I sat through last year's graduation ceremony at Dorman High School, a class of about 450 people. A good many of them were non-Christians, including the valedictorian. In fact, in the top 10 of the graduating class there were five I know are not Christian.

    When a student got up to give the invocation, however, we were led in a prayer that was very much Christian. "In Jesus' name we pray" stands out in my mind.

    That made me angry. I thought it was inconsiderate and inappropriate, if not illegal. I resolved to do something about it so that it wouldn't happen at my graduation, because I too am a non-Christian.

    I have heard before that if I don't like it I should go back to where I came from. But I am as American as they come, a lifelong resident of the Bible Belt.

    The senior class at Dorman votes every year on whether to pray at graduation, but I am opposed to the idea -- whether the majority of students vote for it or not. I certainly believe that the majority rules, but when the rule of the majority encroaches upon the rights of the minority, it should not prevail.

    Henry David Thoreau wrote, "The practical reason why a majority are permitted to rule is not because they are most likely to be in the right, nor because this seems fairest to the minority, but because they are physically the strongest.

    "Any man more right than his neighbors constitutes a majority of one."

    The main reasons settlers came here in the first place was to escape religious persecution. Have we forgotten that?

    In my opinion, if there is a single person attending the graduation ceremony who is not Christian, the prayer is not fair. Non-Christian students have a right to attend their graduation ceremony without having to sit through a Christian prayer.

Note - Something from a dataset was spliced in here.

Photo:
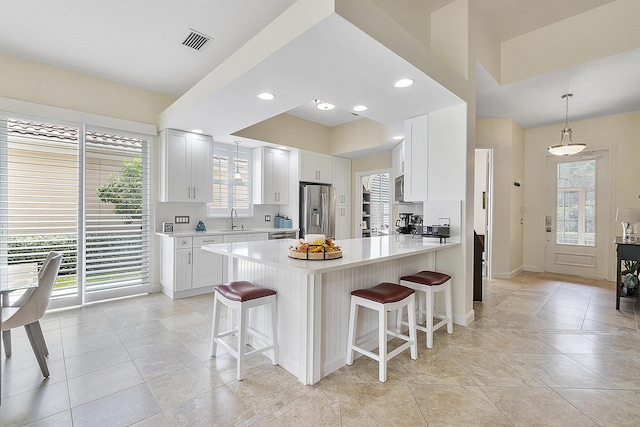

    Yes, the First Amendment guarantees free speech and free exercise of religion; but what is often forgotten is that your right to say something is no more important than my right not to hear it.

    The ceremony is not mandatory, but I have a right to attend it as much as anyone, and I should be able to enjoy it free from such preaching -- as the Supreme Court agreed in the 1992 case of Lee vs. Weisman.

    We start the school day with a moment of silence to be used for prayer, meditation, or whatever students wish. Why cannot a moment of silence policy be adopted for graduation as well? It won't hurt Christians not to pray out loud. Surely the Christian majority is considerate enough to realize that theirs is not the only religion.

    Prayer at graduation is illegal if it is endorsed by the school, according to the Supreme Court. A prayer cannot be on the agenda, and the school cannot select a person to speak specifically for the purpose of praying.

    As the Court stated in 1992 and numerous other decisions, such practices are opposed to the spirit of the First Amendment, which the Court put in Thomas Jefferson's words as "intended to erect a wall of separation between church and state.'"

    In Reynolds vs. United States (1879), the Court stated: "The Amendment's purposewas to create a complete and permanent separation of the spheres of religious activity and civil authority by comprehensively forbidding every form of public aid or support for religion."

    I think prayer at graduation qualifies as public support for religion.

   

    James Sloan is a resident of the Inman community of Spartanburg County, and is a senior at Dorman High School.